And it was gargantuan.
The average memory crystal was only about the length of one’s hand, and runes were consequently similarly sized. Gaia, however, was man-sized; it must have been made from dozens of crystals. A rune this large, forged from memories of destruction on the scale of an earthquake, was likely in a seismological class of its own.
And judging from the assorted battering-ram components surrounding it, Gaia was a machine meant to turn defensive walls into finely sifted powder.
“Wait,” I interrupted Ragnor as he approached the rune and lifted his hammer to destroy it. “Let’s think about this for a second.”
“What is there to think about?” he countered. “This is the objective.”
“If you strike this rune, it will shatter, yes, but you’ll be triggering an earthquake while we’re underground. Do you see how that might not be congruent with our survival?”
“I see your point,” Thorne said, “but we’re pretty much as good as dead anyway.”
“Not true,” the Sandman disagreed. “We’re surrounded on all sides, sure. But if we cast this rune, it might create an opening.”
“What are you suggesting?” Ragnor asked.
“He’s suggesting we cast the rune on purpose,” I said, raising an eyebrow. “Bring the whole Citadel down as a diversion. We can’t be surrounded and killed if their entire army is buried under rubble.”
“Well, that’s existential,” Ragnor breathed.
“Perhaps there’s a less destructive path…” I murmured.
The Sandman gritted his teeth.
“You think we should go out there and be picked off one by one after this botched mission? If I’m going to die, I’m taking the whole Citadel with me.”
And just like that, it was unanimous.
Of course, their fates were sealed regardless of what they chose to do with Gaia—but I’d still needed to apply a bit of reverse psychology. From their perspective, Hillcrest had to crumble. The Citadel had to be destroyed. It wasn’t about ‘the mission’ anymore.

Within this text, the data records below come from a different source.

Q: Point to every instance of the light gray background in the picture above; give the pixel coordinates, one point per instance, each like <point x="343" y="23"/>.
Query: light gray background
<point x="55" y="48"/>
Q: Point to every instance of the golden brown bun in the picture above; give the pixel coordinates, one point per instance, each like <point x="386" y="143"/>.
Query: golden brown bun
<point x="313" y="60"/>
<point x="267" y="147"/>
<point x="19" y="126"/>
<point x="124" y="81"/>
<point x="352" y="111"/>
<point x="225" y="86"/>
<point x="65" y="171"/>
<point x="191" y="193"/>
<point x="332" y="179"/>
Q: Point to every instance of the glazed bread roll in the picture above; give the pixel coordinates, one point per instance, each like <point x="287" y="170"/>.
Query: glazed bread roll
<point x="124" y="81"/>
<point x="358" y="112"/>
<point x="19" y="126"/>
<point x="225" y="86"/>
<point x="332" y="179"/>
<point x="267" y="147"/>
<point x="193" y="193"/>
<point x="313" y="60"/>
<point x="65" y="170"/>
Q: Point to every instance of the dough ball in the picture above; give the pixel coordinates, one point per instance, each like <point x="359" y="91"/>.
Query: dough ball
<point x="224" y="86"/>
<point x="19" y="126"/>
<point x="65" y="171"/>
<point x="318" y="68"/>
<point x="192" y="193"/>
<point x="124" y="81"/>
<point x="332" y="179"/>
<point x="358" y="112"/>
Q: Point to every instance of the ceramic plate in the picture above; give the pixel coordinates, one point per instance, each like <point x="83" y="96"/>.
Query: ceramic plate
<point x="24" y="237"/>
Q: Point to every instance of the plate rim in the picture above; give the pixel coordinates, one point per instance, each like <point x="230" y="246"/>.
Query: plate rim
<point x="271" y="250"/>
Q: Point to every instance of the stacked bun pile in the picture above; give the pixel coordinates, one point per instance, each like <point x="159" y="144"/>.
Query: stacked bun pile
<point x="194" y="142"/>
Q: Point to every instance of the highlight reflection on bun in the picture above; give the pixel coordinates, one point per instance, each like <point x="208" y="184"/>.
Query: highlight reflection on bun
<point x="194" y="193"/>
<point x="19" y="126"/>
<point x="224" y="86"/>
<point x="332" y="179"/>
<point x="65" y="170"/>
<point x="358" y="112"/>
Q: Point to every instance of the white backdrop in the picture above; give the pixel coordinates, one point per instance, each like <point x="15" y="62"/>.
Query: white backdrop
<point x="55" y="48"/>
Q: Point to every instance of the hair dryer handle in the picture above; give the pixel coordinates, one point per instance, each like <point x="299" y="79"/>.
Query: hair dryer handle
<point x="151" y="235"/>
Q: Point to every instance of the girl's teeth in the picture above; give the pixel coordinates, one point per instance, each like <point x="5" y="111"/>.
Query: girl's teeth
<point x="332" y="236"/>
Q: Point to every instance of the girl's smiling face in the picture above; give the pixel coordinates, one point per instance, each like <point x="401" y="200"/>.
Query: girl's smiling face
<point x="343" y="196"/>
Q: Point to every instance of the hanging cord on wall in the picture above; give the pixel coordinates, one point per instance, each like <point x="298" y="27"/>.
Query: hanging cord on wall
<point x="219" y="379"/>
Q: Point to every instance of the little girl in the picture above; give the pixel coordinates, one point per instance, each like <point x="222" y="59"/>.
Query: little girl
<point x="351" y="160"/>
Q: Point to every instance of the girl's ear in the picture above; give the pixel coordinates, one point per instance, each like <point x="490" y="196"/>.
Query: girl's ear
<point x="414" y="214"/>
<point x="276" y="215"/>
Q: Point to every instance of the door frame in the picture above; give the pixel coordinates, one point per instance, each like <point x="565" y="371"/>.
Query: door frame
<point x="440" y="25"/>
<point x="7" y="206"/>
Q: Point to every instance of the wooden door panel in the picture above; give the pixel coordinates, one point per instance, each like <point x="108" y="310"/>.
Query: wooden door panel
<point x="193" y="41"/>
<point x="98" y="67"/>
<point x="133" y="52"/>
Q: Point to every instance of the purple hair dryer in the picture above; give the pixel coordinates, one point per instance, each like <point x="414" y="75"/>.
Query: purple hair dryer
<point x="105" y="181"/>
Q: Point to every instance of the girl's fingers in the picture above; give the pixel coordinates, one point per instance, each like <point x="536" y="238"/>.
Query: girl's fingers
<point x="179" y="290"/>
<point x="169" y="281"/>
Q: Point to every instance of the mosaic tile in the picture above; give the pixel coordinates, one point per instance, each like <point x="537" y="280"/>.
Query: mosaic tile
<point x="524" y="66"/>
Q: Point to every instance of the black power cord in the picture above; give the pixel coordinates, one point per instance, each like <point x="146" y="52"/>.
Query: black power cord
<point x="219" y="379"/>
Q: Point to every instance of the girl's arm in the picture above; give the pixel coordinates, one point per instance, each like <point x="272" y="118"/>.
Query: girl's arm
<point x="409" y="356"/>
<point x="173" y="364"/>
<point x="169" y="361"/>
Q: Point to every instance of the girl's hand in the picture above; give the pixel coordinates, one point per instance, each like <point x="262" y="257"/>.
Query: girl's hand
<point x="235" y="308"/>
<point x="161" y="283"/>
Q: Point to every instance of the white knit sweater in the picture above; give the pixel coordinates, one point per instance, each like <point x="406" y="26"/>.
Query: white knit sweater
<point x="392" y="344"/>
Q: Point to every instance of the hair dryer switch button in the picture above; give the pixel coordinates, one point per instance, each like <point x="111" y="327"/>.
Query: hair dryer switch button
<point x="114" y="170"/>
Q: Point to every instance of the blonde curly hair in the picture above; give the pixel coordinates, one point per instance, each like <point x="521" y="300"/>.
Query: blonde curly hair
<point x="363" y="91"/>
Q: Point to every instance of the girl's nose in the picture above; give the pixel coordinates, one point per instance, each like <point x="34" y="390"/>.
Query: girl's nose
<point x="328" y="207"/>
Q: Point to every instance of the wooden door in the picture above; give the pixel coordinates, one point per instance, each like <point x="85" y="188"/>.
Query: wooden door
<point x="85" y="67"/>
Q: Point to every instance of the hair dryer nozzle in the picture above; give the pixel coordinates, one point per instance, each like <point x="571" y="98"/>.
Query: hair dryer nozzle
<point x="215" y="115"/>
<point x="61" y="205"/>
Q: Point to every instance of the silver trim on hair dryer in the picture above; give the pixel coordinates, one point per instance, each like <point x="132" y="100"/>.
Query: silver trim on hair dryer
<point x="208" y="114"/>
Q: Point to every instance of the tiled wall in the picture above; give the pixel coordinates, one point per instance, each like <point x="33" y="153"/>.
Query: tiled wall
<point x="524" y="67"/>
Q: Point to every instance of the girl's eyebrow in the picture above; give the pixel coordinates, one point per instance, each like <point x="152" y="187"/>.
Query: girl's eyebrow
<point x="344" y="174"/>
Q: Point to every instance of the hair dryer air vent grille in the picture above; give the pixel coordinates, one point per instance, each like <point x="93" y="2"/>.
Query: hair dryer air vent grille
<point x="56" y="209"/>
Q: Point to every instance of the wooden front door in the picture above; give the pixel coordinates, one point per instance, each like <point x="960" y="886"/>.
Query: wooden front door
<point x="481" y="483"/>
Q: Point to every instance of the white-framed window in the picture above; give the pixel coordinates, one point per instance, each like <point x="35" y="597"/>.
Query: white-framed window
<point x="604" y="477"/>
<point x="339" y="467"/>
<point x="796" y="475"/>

Ragnor lifted his hammers above the rune and—
DOOOOOOOOOON!
KRAASSH!!!!
Rmblrmblrmblrmbl.
Gaia’s toll was far louder, and far longer than that of a standard rune. The shower of shrapnel was so intense it dented our armor. Almost immediately, the ground and walls began cracking, buckling, and violently rumbling.
Mission objective completed.
Now came the real question:
Was Reminisce’s Vanguard Legion stronger than an earthquake?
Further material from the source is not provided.